What to do if the officer reads you your constitutional rights -- do you answer?
Generally, it is better to decline to answer officer's questions and assert your right to counsel. This is especially true if answering the officer's questions means admitting to drinking alcoholic beverages or providing him with additional details such as how much you had to drink, when and where.


Breathalyzer - to blow or not to blow?


Whether or not to submit a breathalyzer test may be the most important decision you make in the course of a DUI investigation and under Florida law, a citizen arrested for DUI does not have the right to consult with an attorney prior to making that decision. Breathalyzer results are powerful evidence. A refusal to submit to a breathalyzer test can also be used to show a consciousness of guilt; however this argument is not nearly as strong as a breathalyzer result above the legal limit. Juries often do not see a refusal as evidence of guilt; particularly if the citizen accused can articulate a reasonable basis for their refusal. For example, drivers are often confused as to what a breathalyzer entails and ask to speak to a lawyer prior to making the decision. As explained above, the law does not require this and officers are almost certain to deny such requests. This is a situation where a jury is likely to understand the refusal as something other than consciousness of guilt.

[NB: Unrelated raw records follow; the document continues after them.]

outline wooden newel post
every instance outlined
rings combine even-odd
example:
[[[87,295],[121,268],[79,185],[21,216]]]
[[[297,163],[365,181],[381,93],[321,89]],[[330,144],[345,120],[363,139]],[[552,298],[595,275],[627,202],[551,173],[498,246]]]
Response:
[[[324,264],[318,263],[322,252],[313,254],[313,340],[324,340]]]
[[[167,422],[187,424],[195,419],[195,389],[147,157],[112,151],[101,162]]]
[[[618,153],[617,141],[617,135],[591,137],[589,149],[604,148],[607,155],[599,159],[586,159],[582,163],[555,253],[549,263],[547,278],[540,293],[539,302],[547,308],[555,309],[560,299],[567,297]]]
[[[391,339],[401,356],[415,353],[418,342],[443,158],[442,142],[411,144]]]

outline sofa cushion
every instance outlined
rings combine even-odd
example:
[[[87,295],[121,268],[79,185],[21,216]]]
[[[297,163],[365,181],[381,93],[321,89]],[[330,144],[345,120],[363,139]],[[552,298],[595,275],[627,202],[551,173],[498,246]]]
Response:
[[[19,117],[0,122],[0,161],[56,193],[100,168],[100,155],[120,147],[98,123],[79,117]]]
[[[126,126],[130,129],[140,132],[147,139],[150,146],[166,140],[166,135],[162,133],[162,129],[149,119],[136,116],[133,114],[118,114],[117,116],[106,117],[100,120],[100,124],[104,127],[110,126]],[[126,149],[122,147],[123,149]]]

Breathalyzer - to blow or not to blow? Wait ... there's more


Under Florida law, the Florida Department of Highway Safety and Motor Vehicles (" DHSMV") will suspend your license upon your arrest for DUI. The first 10 days after your arrest, you're allowed to drive with no restrictions; however, on the 11th day you will begin a 30 day period where you will not be allowed to drive for any purpose ("the hard suspension period"). After the 30 day hard suspension period, you will be eligible to obtain a Business Purposes License (“BPO”). If you refuse to submit to a breathalyzer however, the hard suspension period triples and you will not be eligible for a BPO for 90 days. The significance of this is clear; while it is likely to be helpful, in defending your criminal case not to have a breathalyzer result, you should consider the practical effect of not being able to drive for 90 days and while you can request an administrative challenge of the DHMV's administrative suspension of your driver license, such challenges are seldom successful.
Breathalyzer - to blow or not to blow? A little more ...
Effective of October 1, 2008, Florida law requires that a driver convicted of DUI, with a breathalyzer result .15 or higher, place an interlock device in their vehicle for a period of six months. This is something else that a citizen arrested for DUI should consider in deciding whether or not to submit a breathalyzer.


Conclusion


Needless to say, this guide is intended to provide the reader with some general guidelines and limited information regarding Florida DUI law; it is not intended to be legal advice. Many of the decisions that need to be made by a citizen charged with DUI, particularly decisions relating to the administrative suspension of his license, are time sensitive -- meaning that if the individual charged does not assert certain rights within a specified period of time, some as little as 10 days, his ability to assert these rights is deemed waived. The consequences of a DUI conviction are significant and should not be taken lightly. An individual arrested for any criminal offense, particularly DUI, should seek quality legal representation.